A mum has shared how she resisted being pushed into having an abortion after being told her baby had a 99.9 per cent chance of being born with Down’s syndrome.
Rebecca Shelley said she was offered an abortion again and again throughout her difficult pregnancy but “never wavered” in her decision to choose life. She went on to describe the joy and blessing she now knows as the parent of a child with Down’s syndrome.
In the UK, abortion is available for most reasons up to 24 weeks, and up to birth for babies deemed to have the chromosomal condition.
Pressure
When 14 weeks pregnant, Rebecca was told that Violet had Down’s syndrome and was likely to have other health complications. She recalled that the nurse “had nothing reassuring to say” other than reporting a few weeks later “she’d found a leaflet” about the condition “in a store cupboard”.
Rebecca was repeatedly reminded of the ‘abortion option’. She explained: “At every midwife appointment a ‘no termination’ box was ticked. It upset me every time it was mentioned.”
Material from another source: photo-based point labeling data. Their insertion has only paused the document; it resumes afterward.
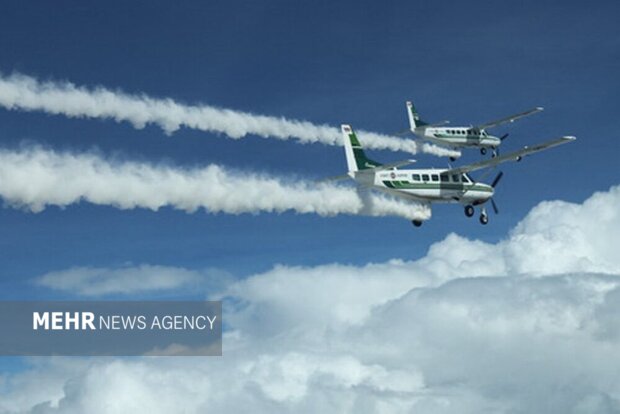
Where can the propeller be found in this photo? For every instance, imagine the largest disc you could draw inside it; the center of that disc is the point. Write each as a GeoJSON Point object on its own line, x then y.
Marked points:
{"type": "Point", "coordinates": [497, 179]}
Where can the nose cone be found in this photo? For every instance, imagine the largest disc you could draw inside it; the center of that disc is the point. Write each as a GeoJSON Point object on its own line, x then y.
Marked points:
{"type": "Point", "coordinates": [495, 141]}
{"type": "Point", "coordinates": [489, 191]}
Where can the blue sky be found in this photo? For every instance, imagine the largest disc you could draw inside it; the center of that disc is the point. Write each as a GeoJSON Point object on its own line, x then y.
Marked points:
{"type": "Point", "coordinates": [318, 61]}
{"type": "Point", "coordinates": [329, 63]}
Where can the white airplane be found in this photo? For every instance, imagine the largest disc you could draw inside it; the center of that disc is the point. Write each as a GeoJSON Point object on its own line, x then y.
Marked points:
{"type": "Point", "coordinates": [427, 186]}
{"type": "Point", "coordinates": [460, 137]}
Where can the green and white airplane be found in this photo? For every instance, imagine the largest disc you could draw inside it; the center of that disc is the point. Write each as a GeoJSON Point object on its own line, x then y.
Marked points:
{"type": "Point", "coordinates": [461, 136]}
{"type": "Point", "coordinates": [431, 185]}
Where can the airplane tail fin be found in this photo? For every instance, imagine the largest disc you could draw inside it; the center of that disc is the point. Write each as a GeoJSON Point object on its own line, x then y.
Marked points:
{"type": "Point", "coordinates": [356, 159]}
{"type": "Point", "coordinates": [414, 118]}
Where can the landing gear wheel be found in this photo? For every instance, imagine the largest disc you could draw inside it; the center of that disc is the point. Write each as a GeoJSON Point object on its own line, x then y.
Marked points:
{"type": "Point", "coordinates": [469, 210]}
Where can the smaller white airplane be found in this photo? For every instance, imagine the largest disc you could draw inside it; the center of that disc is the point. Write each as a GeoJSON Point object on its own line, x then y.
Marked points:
{"type": "Point", "coordinates": [461, 136]}
{"type": "Point", "coordinates": [427, 186]}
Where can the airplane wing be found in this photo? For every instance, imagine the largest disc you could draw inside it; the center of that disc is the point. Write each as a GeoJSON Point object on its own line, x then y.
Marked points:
{"type": "Point", "coordinates": [389, 166]}
{"type": "Point", "coordinates": [513, 156]}
{"type": "Point", "coordinates": [333, 178]}
{"type": "Point", "coordinates": [511, 118]}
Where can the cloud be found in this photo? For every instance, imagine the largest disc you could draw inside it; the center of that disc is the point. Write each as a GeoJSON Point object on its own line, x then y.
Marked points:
{"type": "Point", "coordinates": [25, 93]}
{"type": "Point", "coordinates": [130, 280]}
{"type": "Point", "coordinates": [35, 178]}
{"type": "Point", "coordinates": [471, 327]}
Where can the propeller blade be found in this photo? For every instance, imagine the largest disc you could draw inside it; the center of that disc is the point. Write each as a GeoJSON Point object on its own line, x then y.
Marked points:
{"type": "Point", "coordinates": [495, 209]}
{"type": "Point", "coordinates": [497, 178]}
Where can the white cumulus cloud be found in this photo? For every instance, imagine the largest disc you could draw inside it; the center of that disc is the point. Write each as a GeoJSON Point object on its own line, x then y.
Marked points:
{"type": "Point", "coordinates": [528, 324]}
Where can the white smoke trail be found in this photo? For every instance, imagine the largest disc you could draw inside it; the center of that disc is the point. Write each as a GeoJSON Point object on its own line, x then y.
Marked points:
{"type": "Point", "coordinates": [34, 178]}
{"type": "Point", "coordinates": [21, 92]}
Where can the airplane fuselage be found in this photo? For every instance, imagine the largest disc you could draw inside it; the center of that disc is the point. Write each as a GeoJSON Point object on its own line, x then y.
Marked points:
{"type": "Point", "coordinates": [457, 137]}
{"type": "Point", "coordinates": [427, 185]}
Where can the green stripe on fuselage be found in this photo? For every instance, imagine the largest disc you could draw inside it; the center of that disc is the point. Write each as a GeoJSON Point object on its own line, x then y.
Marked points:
{"type": "Point", "coordinates": [406, 185]}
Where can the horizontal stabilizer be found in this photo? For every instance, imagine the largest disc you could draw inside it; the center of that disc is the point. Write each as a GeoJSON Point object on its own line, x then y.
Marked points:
{"type": "Point", "coordinates": [513, 156]}
{"type": "Point", "coordinates": [510, 118]}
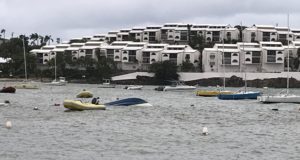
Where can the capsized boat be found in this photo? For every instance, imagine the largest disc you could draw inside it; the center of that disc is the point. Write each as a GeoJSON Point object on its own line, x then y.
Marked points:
{"type": "Point", "coordinates": [8, 90]}
{"type": "Point", "coordinates": [26, 86]}
{"type": "Point", "coordinates": [106, 84]}
{"type": "Point", "coordinates": [133, 87]}
{"type": "Point", "coordinates": [282, 98]}
{"type": "Point", "coordinates": [211, 93]}
{"type": "Point", "coordinates": [78, 105]}
{"type": "Point", "coordinates": [239, 95]}
{"type": "Point", "coordinates": [178, 86]}
{"type": "Point", "coordinates": [130, 102]}
{"type": "Point", "coordinates": [60, 82]}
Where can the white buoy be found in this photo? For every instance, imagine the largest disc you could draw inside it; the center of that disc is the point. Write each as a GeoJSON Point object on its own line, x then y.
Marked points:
{"type": "Point", "coordinates": [8, 124]}
{"type": "Point", "coordinates": [204, 131]}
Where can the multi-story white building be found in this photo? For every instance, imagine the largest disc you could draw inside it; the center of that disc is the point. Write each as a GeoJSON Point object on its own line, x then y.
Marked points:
{"type": "Point", "coordinates": [91, 48]}
{"type": "Point", "coordinates": [220, 58]}
{"type": "Point", "coordinates": [152, 34]}
{"type": "Point", "coordinates": [168, 33]}
{"type": "Point", "coordinates": [114, 50]}
{"type": "Point", "coordinates": [181, 53]}
{"type": "Point", "coordinates": [44, 54]}
{"type": "Point", "coordinates": [136, 34]}
{"type": "Point", "coordinates": [244, 57]}
{"type": "Point", "coordinates": [259, 33]}
{"type": "Point", "coordinates": [132, 55]}
{"type": "Point", "coordinates": [74, 51]}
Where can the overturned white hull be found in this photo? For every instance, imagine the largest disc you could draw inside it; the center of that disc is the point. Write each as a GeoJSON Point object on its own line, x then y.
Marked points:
{"type": "Point", "coordinates": [279, 98]}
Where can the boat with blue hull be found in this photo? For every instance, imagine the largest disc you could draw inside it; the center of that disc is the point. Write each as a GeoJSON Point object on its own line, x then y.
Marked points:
{"type": "Point", "coordinates": [239, 95]}
{"type": "Point", "coordinates": [129, 102]}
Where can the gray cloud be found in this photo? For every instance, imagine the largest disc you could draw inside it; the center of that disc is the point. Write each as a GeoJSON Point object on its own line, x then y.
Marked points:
{"type": "Point", "coordinates": [75, 18]}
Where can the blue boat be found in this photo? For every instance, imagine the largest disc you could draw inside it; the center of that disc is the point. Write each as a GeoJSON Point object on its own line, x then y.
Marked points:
{"type": "Point", "coordinates": [239, 95]}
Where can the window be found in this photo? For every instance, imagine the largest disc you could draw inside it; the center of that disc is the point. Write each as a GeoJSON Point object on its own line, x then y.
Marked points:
{"type": "Point", "coordinates": [187, 57]}
{"type": "Point", "coordinates": [271, 56]}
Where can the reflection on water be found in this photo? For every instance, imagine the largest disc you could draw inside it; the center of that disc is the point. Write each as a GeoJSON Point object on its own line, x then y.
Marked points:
{"type": "Point", "coordinates": [171, 129]}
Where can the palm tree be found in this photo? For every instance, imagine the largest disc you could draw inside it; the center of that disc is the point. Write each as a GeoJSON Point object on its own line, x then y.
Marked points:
{"type": "Point", "coordinates": [3, 32]}
{"type": "Point", "coordinates": [48, 39]}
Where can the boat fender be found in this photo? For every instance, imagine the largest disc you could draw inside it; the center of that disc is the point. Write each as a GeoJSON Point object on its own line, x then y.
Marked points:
{"type": "Point", "coordinates": [8, 124]}
{"type": "Point", "coordinates": [204, 131]}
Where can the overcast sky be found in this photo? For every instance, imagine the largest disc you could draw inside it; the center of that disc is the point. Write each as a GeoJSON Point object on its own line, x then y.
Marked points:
{"type": "Point", "coordinates": [76, 18]}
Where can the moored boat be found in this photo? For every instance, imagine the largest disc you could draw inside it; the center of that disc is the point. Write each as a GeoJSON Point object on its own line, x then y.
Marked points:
{"type": "Point", "coordinates": [130, 102]}
{"type": "Point", "coordinates": [78, 105]}
{"type": "Point", "coordinates": [211, 93]}
{"type": "Point", "coordinates": [8, 90]}
{"type": "Point", "coordinates": [84, 94]}
{"type": "Point", "coordinates": [239, 95]}
{"type": "Point", "coordinates": [178, 86]}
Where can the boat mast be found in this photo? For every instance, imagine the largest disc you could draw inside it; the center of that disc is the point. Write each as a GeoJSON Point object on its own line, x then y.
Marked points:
{"type": "Point", "coordinates": [55, 66]}
{"type": "Point", "coordinates": [288, 56]}
{"type": "Point", "coordinates": [244, 55]}
{"type": "Point", "coordinates": [224, 79]}
{"type": "Point", "coordinates": [24, 57]}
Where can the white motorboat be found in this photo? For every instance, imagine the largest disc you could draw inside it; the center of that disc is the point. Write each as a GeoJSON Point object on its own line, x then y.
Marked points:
{"type": "Point", "coordinates": [134, 87]}
{"type": "Point", "coordinates": [178, 86]}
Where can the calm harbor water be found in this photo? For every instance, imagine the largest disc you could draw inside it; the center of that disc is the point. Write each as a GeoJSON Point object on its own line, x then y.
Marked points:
{"type": "Point", "coordinates": [171, 129]}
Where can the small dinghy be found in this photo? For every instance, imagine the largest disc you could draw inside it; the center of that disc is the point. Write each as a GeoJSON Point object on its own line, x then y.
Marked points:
{"type": "Point", "coordinates": [133, 87]}
{"type": "Point", "coordinates": [78, 105]}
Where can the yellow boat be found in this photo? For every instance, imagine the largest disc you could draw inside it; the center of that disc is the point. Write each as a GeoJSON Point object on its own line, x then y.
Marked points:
{"type": "Point", "coordinates": [78, 105]}
{"type": "Point", "coordinates": [209, 93]}
{"type": "Point", "coordinates": [84, 94]}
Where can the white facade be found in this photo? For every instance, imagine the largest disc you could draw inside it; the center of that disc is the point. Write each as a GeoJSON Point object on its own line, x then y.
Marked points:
{"type": "Point", "coordinates": [245, 57]}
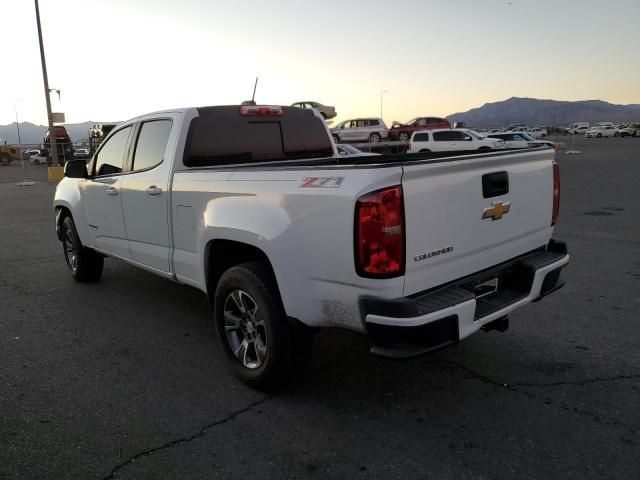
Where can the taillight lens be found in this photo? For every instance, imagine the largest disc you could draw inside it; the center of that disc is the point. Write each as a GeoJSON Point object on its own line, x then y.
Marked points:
{"type": "Point", "coordinates": [260, 110]}
{"type": "Point", "coordinates": [556, 193]}
{"type": "Point", "coordinates": [380, 233]}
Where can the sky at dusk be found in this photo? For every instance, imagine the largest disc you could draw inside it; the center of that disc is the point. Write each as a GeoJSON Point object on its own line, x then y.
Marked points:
{"type": "Point", "coordinates": [116, 59]}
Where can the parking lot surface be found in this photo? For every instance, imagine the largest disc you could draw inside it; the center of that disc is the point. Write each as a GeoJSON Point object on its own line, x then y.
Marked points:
{"type": "Point", "coordinates": [124, 378]}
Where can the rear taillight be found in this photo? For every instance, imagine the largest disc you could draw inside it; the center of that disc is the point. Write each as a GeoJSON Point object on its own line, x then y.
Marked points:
{"type": "Point", "coordinates": [379, 229]}
{"type": "Point", "coordinates": [556, 193]}
{"type": "Point", "coordinates": [260, 110]}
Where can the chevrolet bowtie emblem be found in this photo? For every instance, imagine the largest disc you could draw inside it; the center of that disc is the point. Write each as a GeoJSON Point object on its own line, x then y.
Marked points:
{"type": "Point", "coordinates": [497, 211]}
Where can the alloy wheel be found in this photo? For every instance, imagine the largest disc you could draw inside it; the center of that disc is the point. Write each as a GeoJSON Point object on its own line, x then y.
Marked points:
{"type": "Point", "coordinates": [70, 250]}
{"type": "Point", "coordinates": [245, 329]}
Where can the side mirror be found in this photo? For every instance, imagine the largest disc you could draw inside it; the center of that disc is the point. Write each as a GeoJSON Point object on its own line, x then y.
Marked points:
{"type": "Point", "coordinates": [76, 169]}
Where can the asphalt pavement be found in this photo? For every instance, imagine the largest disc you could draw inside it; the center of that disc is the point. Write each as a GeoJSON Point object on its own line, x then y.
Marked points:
{"type": "Point", "coordinates": [124, 379]}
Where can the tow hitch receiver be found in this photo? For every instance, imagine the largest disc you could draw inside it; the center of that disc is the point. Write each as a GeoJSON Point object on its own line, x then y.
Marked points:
{"type": "Point", "coordinates": [486, 288]}
{"type": "Point", "coordinates": [501, 325]}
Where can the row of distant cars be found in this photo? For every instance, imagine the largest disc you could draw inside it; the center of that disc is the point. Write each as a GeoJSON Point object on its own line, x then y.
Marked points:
{"type": "Point", "coordinates": [36, 156]}
{"type": "Point", "coordinates": [459, 139]}
{"type": "Point", "coordinates": [604, 129]}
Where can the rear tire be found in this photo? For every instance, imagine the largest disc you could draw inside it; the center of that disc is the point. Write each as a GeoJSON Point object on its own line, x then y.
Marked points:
{"type": "Point", "coordinates": [84, 264]}
{"type": "Point", "coordinates": [264, 348]}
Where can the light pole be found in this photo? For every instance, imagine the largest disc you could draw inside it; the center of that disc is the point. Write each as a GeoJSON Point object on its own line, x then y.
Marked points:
{"type": "Point", "coordinates": [45, 78]}
{"type": "Point", "coordinates": [382, 92]}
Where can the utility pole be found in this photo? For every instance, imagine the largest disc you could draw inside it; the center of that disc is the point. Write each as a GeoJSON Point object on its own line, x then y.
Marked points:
{"type": "Point", "coordinates": [45, 78]}
{"type": "Point", "coordinates": [382, 92]}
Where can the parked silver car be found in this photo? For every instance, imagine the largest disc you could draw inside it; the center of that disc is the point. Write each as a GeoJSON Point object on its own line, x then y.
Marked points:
{"type": "Point", "coordinates": [360, 130]}
{"type": "Point", "coordinates": [326, 112]}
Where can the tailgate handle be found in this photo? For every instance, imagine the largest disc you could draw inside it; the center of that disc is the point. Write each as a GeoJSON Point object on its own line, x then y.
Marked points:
{"type": "Point", "coordinates": [495, 184]}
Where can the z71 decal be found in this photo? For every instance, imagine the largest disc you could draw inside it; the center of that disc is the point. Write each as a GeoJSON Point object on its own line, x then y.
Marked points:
{"type": "Point", "coordinates": [321, 182]}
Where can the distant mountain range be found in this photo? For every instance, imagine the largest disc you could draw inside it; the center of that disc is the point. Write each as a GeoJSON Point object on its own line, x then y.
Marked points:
{"type": "Point", "coordinates": [532, 111]}
{"type": "Point", "coordinates": [31, 133]}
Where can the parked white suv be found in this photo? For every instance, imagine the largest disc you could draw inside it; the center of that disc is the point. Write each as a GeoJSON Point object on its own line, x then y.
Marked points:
{"type": "Point", "coordinates": [453, 139]}
{"type": "Point", "coordinates": [599, 132]}
{"type": "Point", "coordinates": [360, 130]}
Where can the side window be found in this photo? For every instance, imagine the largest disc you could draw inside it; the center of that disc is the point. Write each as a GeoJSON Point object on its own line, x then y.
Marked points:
{"type": "Point", "coordinates": [442, 136]}
{"type": "Point", "coordinates": [151, 144]}
{"type": "Point", "coordinates": [456, 136]}
{"type": "Point", "coordinates": [109, 160]}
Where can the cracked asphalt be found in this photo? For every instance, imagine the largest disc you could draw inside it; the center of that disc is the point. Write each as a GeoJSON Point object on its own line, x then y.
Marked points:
{"type": "Point", "coordinates": [124, 379]}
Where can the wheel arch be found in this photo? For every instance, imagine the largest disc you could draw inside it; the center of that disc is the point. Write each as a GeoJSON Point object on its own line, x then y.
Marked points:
{"type": "Point", "coordinates": [221, 254]}
{"type": "Point", "coordinates": [63, 210]}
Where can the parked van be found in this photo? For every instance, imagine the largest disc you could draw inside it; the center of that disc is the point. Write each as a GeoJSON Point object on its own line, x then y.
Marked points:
{"type": "Point", "coordinates": [577, 125]}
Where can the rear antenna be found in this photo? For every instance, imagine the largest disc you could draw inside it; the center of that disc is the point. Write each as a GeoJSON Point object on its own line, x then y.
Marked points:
{"type": "Point", "coordinates": [253, 97]}
{"type": "Point", "coordinates": [252, 102]}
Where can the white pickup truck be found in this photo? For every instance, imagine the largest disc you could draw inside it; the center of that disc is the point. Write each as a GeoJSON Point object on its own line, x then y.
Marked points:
{"type": "Point", "coordinates": [253, 206]}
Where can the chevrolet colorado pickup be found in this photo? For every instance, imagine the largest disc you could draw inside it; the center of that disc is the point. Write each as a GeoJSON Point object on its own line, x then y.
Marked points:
{"type": "Point", "coordinates": [253, 206]}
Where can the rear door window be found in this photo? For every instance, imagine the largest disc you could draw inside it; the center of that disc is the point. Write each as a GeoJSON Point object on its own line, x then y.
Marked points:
{"type": "Point", "coordinates": [442, 136]}
{"type": "Point", "coordinates": [151, 144]}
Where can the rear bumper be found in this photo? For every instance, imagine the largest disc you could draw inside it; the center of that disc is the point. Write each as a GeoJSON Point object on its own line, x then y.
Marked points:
{"type": "Point", "coordinates": [412, 326]}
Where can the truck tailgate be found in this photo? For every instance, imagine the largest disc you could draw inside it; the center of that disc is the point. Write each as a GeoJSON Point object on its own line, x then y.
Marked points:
{"type": "Point", "coordinates": [455, 226]}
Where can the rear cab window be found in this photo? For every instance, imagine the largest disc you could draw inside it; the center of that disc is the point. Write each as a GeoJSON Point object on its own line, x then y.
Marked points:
{"type": "Point", "coordinates": [221, 135]}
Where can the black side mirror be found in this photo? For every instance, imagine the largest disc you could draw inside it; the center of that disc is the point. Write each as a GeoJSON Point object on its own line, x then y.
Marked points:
{"type": "Point", "coordinates": [76, 169]}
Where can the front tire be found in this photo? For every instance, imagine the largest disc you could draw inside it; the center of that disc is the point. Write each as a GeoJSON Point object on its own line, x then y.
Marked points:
{"type": "Point", "coordinates": [84, 264]}
{"type": "Point", "coordinates": [254, 332]}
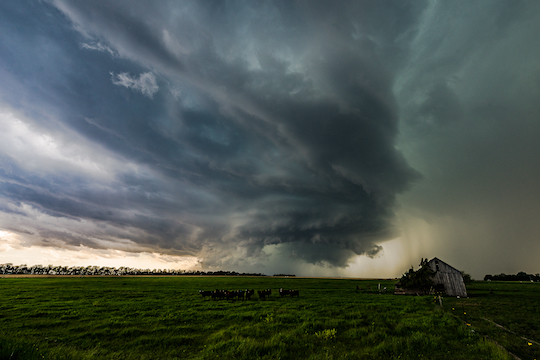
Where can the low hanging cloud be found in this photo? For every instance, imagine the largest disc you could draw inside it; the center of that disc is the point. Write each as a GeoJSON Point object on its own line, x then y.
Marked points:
{"type": "Point", "coordinates": [274, 131]}
{"type": "Point", "coordinates": [146, 83]}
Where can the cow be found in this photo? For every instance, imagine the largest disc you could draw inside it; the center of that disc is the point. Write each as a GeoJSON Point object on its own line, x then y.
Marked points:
{"type": "Point", "coordinates": [205, 293]}
{"type": "Point", "coordinates": [264, 293]}
{"type": "Point", "coordinates": [249, 293]}
{"type": "Point", "coordinates": [283, 292]}
{"type": "Point", "coordinates": [218, 294]}
{"type": "Point", "coordinates": [291, 293]}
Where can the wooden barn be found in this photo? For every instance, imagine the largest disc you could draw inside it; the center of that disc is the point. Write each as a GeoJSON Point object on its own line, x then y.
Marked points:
{"type": "Point", "coordinates": [446, 279]}
{"type": "Point", "coordinates": [449, 277]}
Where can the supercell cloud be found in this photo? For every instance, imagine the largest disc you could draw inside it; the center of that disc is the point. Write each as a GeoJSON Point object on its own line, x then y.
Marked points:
{"type": "Point", "coordinates": [230, 130]}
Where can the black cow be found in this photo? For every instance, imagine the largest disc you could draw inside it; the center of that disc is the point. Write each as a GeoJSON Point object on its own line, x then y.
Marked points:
{"type": "Point", "coordinates": [205, 293]}
{"type": "Point", "coordinates": [264, 293]}
{"type": "Point", "coordinates": [249, 293]}
{"type": "Point", "coordinates": [219, 294]}
{"type": "Point", "coordinates": [291, 293]}
{"type": "Point", "coordinates": [283, 292]}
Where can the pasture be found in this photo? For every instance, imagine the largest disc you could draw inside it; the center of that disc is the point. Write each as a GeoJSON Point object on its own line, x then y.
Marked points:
{"type": "Point", "coordinates": [167, 318]}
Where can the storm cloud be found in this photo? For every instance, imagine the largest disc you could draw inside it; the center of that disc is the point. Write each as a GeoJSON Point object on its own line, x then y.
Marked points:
{"type": "Point", "coordinates": [222, 130]}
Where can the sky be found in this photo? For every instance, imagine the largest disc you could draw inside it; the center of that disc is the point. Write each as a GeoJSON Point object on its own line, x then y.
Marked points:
{"type": "Point", "coordinates": [318, 138]}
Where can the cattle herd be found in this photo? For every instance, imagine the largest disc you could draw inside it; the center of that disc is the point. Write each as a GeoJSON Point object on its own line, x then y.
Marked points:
{"type": "Point", "coordinates": [245, 294]}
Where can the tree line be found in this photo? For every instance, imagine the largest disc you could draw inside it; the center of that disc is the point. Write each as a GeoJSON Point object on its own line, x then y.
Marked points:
{"type": "Point", "coordinates": [520, 276]}
{"type": "Point", "coordinates": [10, 269]}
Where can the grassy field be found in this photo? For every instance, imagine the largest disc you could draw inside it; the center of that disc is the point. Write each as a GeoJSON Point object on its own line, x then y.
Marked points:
{"type": "Point", "coordinates": [166, 318]}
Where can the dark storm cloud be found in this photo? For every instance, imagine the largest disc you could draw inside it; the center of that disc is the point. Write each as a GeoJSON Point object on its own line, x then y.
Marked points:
{"type": "Point", "coordinates": [256, 124]}
{"type": "Point", "coordinates": [469, 105]}
{"type": "Point", "coordinates": [217, 129]}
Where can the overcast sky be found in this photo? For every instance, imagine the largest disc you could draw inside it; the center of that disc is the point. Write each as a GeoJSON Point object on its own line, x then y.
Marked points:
{"type": "Point", "coordinates": [308, 137]}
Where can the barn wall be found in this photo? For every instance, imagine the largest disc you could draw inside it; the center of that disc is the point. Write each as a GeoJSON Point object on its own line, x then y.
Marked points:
{"type": "Point", "coordinates": [450, 277]}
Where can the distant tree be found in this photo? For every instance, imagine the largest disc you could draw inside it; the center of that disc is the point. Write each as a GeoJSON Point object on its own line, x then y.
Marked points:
{"type": "Point", "coordinates": [467, 278]}
{"type": "Point", "coordinates": [421, 279]}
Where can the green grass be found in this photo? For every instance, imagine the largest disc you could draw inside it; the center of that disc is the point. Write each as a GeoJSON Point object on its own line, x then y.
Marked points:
{"type": "Point", "coordinates": [166, 318]}
{"type": "Point", "coordinates": [512, 305]}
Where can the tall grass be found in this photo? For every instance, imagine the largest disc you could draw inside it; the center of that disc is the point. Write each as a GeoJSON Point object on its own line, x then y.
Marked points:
{"type": "Point", "coordinates": [166, 318]}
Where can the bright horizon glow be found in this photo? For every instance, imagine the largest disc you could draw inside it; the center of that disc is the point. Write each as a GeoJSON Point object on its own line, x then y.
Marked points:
{"type": "Point", "coordinates": [12, 251]}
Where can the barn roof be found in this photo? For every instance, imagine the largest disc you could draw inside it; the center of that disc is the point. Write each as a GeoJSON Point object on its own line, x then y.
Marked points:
{"type": "Point", "coordinates": [449, 276]}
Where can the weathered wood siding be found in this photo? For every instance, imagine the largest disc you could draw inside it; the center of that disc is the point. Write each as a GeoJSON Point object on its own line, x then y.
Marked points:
{"type": "Point", "coordinates": [450, 277]}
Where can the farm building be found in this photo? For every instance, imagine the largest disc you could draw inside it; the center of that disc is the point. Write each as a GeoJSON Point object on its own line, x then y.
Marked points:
{"type": "Point", "coordinates": [448, 276]}
{"type": "Point", "coordinates": [445, 278]}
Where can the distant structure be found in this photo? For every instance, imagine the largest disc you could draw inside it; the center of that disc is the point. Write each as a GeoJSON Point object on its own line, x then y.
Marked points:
{"type": "Point", "coordinates": [448, 278]}
{"type": "Point", "coordinates": [445, 279]}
When informing family and friends about the diagnosis, she wrote: “One thing we know for sure is that we absolutely love our baby boy or girl, and we can’t wait to welcome them.”
‘My beautiful girl’
Violet was born four weeks early by emergency caesarean section and taken to intensive care. She needed surgery and had trouble breastfeeding. Despite the challenges, Rebecca shared: “It felt natural to be her mother.”
Having given up full-time work to be there for her daughter, she said: “Life is not a fairytale. Her development is around 18 months behind and she is pre-verbal. But I take her to Makaton signing classes and she can ask for the toy keys she loves, and [say] ‘more’ if she’s hungry.”
She added: “When my beautiful, sociable girl waves at everyone – which she always does – most wave back.”
Rebecca noted that some opportunities for people with Down’s syndrome are changing for the better: “Not only has life expectancy lengthened, but there isn’t the same assumption about people with Down’s syndrome in education or employment.”
A blessing
Earlier this month, father and YouTuber Jesse Ridgway and his wife tried to justify on social media their decision to abort their son because he was deemed to have a high probability of being born with Down’s syndrome.
Responding to the news, Rebecca said: “The Ridgways have since justified their termination using shocking language. They have suggested that children with Down’s syndrome are a glitch, that the condition is ‘not a blessing’ and have expressed how excited they are to try again for a ‘better outcome’.
“That’s like a punch in the gut. Violet isn’t a tragedy. She isn’t a glitch. She is a blessing.”